La confrontación con los grupos armados
"La guerra con los paras, el Estado colombiano hoy la está perdiendo", aseguró en el foro Rangel, quien sostiene que sólo se puede saber si se está ganando o no, dependiendo del actor. "Hay que mantener el esfuerzo que se ha iniciado en el plano económico y militar para poder consolidar los logros alcanzados hasta el momento. También existe un reto grande puesto que la meta del Estado de ganarse a la población civil todavía tiene muchos factores en contra. No se puede confundir la presencia del Estado y las Fuerzas Militares con un control total del territorio o con el logro de un apoyo activo de la población hacia el Estado", le manifestó a Colombia.com.

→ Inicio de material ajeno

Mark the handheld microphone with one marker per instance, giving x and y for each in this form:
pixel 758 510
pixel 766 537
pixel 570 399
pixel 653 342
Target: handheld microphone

"Las Farc mantienen casi intacta su capacidad militar y están muy fuertes en la mayoría de las zonas, los paras siguen creciendo armándose y multiplicándose y estos no han sido debilitados", agregó en declaraciones a este medio.

Por su parte, para el investigador de la Universidad de los Andes y experto en temas de conflicto armado en Colombia, Francisco Leal, existe una tendencia clara de una derrota política para las Farc lo que no significa una derrota militar.

Para Leal es necesario hacer una revisión a fondo de esta política tanto en lo militar como en lo político, puesto que carece de legitimidad y plantea asimismo, que los soldados campesinos sean reemplazados por una guardia nacional transitoria. También, considera importante una mayor participación de otras instituciones del poder público y de la sociedad civil en la formulación de la Seguridad Democrática.

Javier Torres relaciona la política de Seguridad como un gran acierto, al que le aguardan grandes retos como establecer una conexión entre la política militar y la de control poblacional, y abrir espacios para darle cabida a la paz.

Finalmente para Joaquín Villalobos, quien fue militante del movimiento Farabundo Marti Liberación Nacional (FMLN) y negociador en el proceso de paz en El Salvador se está ganando la guerra. Será difícil que las Farc se repongan, el Estado ha restablecido su poder en el territorio y se está recuperando la moral de los colombianos. Para este analista además, el conflicto colombiano debe ser analizado teniendo en cuenta que su naturaleza obedece a un Estado débil y no a una guerrilla fuerte.

La clave para Villalobos es: "no traer a Bogotá la cabeza del Mono Jojoy sino que el Estado llegue a esas zonas para quedarse. Que no lleguen sólo los fusiles, sino la justicia, la inversión social, las libertades y la democracia", como manifestó en el foro "¿Se está ganando la guerra?"

El Presidente Álvaro Uribe asegura por su parte que su interés con la Seguridad Democrática es recuperar el imperio institucional y la credibilidad en las instituciones para lo cual se debe combinar la sostenibilidad, la eficacia y la transparencia; al tiempo que resalta que su trato con las Farc, el ELN y las Auc es el mismo pues a todos los combate de manera frontal y les ha ofrecido la vía el diálogo.